Selling Youth Through Americana

This semester I asserted multiple ideas about America and the nature of advertising using images of America to sell products. I focused on the construction of youth and rebellion employed by advertisers. Why Johnny Can’t Dissent and The New Politics of Consumption: Why Americans Want so Much More Than They Need by Thomas Frank and Juliet Schor, respectively, address aspects of those ideas. However, I primarily focused on the asthetic and both Schor and Frank look beyond what is being constructed in advertising to the discrepancies between the image and real life. Schor focuses on the “ideology of noninterference” when it comes to consumption in America. Frank focuses on the appropriation of rebellion by Corporate America. This ad, from Kate Spade’s 2010 spring advertising campaign exemplifies the same ideas of leisure, rebellion, and negated wealth that I addressed in my first paper. In that paper I addressed constructing an image of the perfect youth through an idea of Americana.

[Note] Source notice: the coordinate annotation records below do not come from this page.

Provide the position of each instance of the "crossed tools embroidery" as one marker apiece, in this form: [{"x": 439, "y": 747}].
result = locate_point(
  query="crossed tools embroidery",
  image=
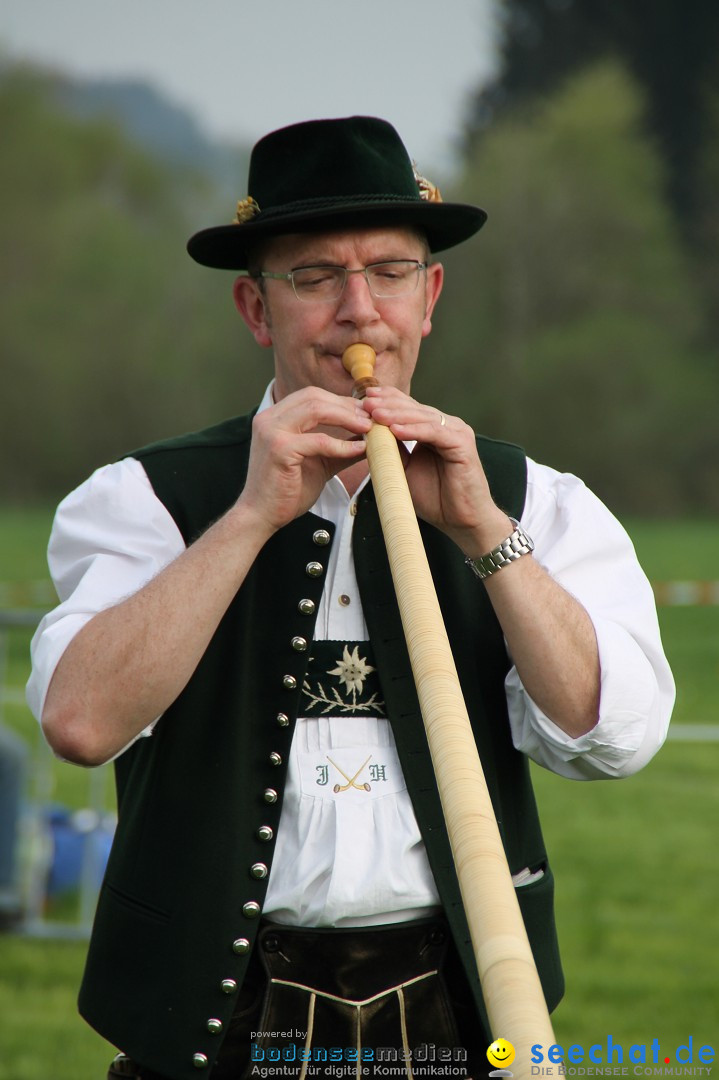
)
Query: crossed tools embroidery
[{"x": 377, "y": 772}]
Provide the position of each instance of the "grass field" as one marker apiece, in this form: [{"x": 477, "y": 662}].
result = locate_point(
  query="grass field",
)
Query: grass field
[{"x": 635, "y": 861}]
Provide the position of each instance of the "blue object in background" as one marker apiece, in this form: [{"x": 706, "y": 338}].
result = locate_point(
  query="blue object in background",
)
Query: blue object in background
[{"x": 81, "y": 842}]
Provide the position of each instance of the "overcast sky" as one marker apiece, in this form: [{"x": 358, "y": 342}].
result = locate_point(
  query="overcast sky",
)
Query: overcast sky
[{"x": 245, "y": 68}]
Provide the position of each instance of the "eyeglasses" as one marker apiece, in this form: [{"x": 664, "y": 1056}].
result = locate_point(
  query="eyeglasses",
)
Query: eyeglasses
[{"x": 385, "y": 280}]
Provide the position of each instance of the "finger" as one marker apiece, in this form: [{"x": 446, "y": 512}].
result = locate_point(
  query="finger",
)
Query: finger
[{"x": 313, "y": 407}]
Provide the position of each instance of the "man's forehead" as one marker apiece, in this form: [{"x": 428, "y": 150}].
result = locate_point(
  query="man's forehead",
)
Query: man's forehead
[{"x": 333, "y": 245}]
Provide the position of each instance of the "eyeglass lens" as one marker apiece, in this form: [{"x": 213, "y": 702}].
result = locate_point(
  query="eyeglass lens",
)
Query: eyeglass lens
[{"x": 384, "y": 280}]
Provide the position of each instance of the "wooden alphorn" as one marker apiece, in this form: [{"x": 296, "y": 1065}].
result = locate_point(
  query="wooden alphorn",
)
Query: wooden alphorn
[{"x": 510, "y": 982}]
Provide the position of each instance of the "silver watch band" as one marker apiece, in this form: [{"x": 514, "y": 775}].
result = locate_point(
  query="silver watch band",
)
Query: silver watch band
[{"x": 515, "y": 545}]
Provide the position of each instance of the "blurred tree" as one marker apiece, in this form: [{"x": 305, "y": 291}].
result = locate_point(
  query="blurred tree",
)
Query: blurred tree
[
  {"x": 670, "y": 48},
  {"x": 111, "y": 337},
  {"x": 583, "y": 342}
]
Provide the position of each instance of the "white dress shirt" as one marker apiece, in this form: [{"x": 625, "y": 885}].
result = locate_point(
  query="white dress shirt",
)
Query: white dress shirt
[{"x": 350, "y": 853}]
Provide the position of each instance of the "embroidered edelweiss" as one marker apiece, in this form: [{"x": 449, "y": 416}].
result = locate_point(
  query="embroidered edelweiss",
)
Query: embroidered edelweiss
[
  {"x": 352, "y": 670},
  {"x": 429, "y": 191},
  {"x": 246, "y": 210}
]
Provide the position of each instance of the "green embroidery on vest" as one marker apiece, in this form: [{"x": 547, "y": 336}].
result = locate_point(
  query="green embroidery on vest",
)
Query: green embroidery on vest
[{"x": 342, "y": 680}]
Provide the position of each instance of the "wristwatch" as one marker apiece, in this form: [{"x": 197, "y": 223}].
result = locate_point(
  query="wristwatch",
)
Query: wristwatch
[{"x": 515, "y": 545}]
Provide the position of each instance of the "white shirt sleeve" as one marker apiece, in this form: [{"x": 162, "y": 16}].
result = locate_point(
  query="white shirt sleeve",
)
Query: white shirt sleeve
[
  {"x": 109, "y": 538},
  {"x": 586, "y": 550}
]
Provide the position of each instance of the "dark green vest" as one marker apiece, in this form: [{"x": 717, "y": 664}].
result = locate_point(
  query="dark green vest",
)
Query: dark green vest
[{"x": 197, "y": 800}]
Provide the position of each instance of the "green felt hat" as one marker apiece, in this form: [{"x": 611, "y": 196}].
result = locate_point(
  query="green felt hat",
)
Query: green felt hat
[{"x": 333, "y": 174}]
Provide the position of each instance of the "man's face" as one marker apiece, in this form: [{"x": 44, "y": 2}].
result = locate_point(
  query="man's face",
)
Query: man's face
[{"x": 309, "y": 338}]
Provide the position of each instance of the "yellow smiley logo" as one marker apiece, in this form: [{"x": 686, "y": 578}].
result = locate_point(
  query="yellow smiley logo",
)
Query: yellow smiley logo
[{"x": 500, "y": 1053}]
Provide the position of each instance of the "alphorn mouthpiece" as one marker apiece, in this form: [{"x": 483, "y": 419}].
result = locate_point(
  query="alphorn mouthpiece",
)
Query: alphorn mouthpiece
[{"x": 358, "y": 360}]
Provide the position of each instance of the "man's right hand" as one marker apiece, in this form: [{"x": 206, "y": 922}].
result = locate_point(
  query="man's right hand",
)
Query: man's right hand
[{"x": 297, "y": 445}]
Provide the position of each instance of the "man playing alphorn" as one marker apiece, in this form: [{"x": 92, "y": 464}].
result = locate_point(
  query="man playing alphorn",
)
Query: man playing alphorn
[{"x": 282, "y": 890}]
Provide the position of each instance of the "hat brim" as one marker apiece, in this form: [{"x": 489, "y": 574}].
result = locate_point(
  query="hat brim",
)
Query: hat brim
[{"x": 445, "y": 225}]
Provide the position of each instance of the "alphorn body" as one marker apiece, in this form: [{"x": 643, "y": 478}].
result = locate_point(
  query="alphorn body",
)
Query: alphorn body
[{"x": 510, "y": 982}]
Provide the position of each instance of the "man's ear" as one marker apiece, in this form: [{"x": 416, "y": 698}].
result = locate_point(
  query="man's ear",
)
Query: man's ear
[
  {"x": 435, "y": 277},
  {"x": 252, "y": 305}
]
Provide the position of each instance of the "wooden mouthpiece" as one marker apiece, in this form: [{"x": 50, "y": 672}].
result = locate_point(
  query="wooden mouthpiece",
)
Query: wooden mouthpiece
[{"x": 358, "y": 360}]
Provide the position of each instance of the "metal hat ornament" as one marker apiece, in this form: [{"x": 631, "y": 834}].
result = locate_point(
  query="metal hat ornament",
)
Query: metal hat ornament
[{"x": 333, "y": 174}]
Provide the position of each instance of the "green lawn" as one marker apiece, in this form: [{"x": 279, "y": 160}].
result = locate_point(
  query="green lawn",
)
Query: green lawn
[{"x": 635, "y": 861}]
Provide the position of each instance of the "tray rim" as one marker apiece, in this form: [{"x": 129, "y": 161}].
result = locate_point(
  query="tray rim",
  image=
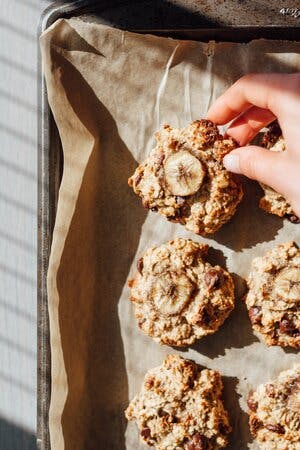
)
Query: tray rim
[{"x": 46, "y": 206}]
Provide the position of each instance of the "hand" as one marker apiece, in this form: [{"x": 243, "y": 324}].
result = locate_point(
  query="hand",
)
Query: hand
[{"x": 253, "y": 102}]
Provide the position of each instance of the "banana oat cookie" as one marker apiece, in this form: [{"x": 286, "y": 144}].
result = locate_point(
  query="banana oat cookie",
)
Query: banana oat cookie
[
  {"x": 184, "y": 179},
  {"x": 178, "y": 296},
  {"x": 273, "y": 299},
  {"x": 272, "y": 202},
  {"x": 180, "y": 407},
  {"x": 274, "y": 410}
]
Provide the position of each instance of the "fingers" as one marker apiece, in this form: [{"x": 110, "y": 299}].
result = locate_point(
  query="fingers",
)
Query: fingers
[
  {"x": 267, "y": 91},
  {"x": 247, "y": 125},
  {"x": 259, "y": 164}
]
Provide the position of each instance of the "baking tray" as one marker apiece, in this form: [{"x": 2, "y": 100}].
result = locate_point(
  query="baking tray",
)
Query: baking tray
[{"x": 234, "y": 21}]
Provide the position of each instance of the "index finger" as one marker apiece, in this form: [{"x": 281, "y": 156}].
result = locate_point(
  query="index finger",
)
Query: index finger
[{"x": 262, "y": 90}]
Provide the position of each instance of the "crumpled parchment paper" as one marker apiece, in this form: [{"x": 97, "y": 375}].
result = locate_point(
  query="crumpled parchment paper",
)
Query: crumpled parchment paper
[{"x": 109, "y": 91}]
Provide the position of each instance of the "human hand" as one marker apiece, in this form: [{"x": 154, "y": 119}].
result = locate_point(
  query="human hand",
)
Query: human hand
[{"x": 253, "y": 102}]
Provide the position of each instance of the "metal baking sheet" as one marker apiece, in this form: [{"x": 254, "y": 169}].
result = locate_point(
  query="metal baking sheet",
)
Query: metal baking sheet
[{"x": 206, "y": 20}]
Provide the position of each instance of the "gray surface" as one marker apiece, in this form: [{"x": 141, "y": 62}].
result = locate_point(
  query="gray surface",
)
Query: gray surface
[
  {"x": 18, "y": 211},
  {"x": 18, "y": 200}
]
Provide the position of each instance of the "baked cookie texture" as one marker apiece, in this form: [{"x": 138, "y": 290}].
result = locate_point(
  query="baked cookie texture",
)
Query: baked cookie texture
[
  {"x": 274, "y": 410},
  {"x": 180, "y": 407},
  {"x": 273, "y": 299},
  {"x": 177, "y": 295},
  {"x": 272, "y": 201},
  {"x": 184, "y": 179}
]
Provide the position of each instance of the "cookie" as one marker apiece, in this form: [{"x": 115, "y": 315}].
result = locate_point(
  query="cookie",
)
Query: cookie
[
  {"x": 273, "y": 299},
  {"x": 177, "y": 295},
  {"x": 272, "y": 201},
  {"x": 274, "y": 410},
  {"x": 184, "y": 179},
  {"x": 180, "y": 407}
]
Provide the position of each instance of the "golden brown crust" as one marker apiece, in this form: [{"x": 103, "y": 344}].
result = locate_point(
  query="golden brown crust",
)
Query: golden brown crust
[
  {"x": 206, "y": 203},
  {"x": 273, "y": 299},
  {"x": 179, "y": 297},
  {"x": 274, "y": 412},
  {"x": 180, "y": 407},
  {"x": 273, "y": 202}
]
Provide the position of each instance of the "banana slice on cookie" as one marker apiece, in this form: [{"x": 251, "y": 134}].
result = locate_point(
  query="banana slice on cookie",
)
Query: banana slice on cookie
[
  {"x": 183, "y": 177},
  {"x": 178, "y": 296},
  {"x": 184, "y": 173},
  {"x": 273, "y": 299},
  {"x": 287, "y": 283}
]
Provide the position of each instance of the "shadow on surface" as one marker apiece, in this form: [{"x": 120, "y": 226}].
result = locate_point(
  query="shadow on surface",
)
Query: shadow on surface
[
  {"x": 236, "y": 332},
  {"x": 13, "y": 437},
  {"x": 240, "y": 436},
  {"x": 98, "y": 252},
  {"x": 243, "y": 231}
]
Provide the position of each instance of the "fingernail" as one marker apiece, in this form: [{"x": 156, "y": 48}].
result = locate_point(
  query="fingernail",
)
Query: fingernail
[{"x": 232, "y": 163}]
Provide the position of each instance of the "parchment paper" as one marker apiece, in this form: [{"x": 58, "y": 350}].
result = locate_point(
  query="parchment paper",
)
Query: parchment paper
[{"x": 110, "y": 91}]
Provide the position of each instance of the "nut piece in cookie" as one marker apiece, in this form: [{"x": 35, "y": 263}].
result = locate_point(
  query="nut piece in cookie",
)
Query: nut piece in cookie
[
  {"x": 273, "y": 299},
  {"x": 274, "y": 410},
  {"x": 184, "y": 179},
  {"x": 180, "y": 406},
  {"x": 272, "y": 201},
  {"x": 179, "y": 297}
]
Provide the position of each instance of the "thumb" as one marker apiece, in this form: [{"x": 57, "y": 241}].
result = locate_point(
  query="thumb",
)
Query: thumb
[{"x": 257, "y": 163}]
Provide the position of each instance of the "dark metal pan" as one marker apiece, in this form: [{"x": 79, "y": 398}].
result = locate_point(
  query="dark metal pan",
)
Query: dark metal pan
[{"x": 235, "y": 21}]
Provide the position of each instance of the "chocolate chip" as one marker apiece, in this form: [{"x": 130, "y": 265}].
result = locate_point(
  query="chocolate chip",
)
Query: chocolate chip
[
  {"x": 197, "y": 442},
  {"x": 149, "y": 383},
  {"x": 293, "y": 218},
  {"x": 160, "y": 160},
  {"x": 252, "y": 404},
  {"x": 255, "y": 425},
  {"x": 146, "y": 432},
  {"x": 138, "y": 178},
  {"x": 205, "y": 317},
  {"x": 223, "y": 428},
  {"x": 140, "y": 265},
  {"x": 270, "y": 391},
  {"x": 286, "y": 325},
  {"x": 255, "y": 315},
  {"x": 179, "y": 200},
  {"x": 213, "y": 279},
  {"x": 279, "y": 429},
  {"x": 145, "y": 203},
  {"x": 141, "y": 322},
  {"x": 162, "y": 413}
]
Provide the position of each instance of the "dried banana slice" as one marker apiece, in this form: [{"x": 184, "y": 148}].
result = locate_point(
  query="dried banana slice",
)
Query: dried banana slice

I think Schor would argue that the idea is cyclical. In Politics of Consumption she asserts, “Advertising, getting a bargain, garage sales, and credit cards are firmly entrenched pillars of our way of life.” It would therefore seem that the advertisers are not selling ideas of liberty or freedom, but rather the right to buy as much of their product as you like. No need to be concerned that you are selling out however: as Frank put it, “Corporate America is not an oppressor but a sponsor of fun,” and “consumerism is no longer about ‘conformity’ but about ‘difference." I think that Schor would be concerned that millions of Americans are comparing their status to the status of the woman in the ad and Frank would point out that every aspect of the model’s rebellion can be bought.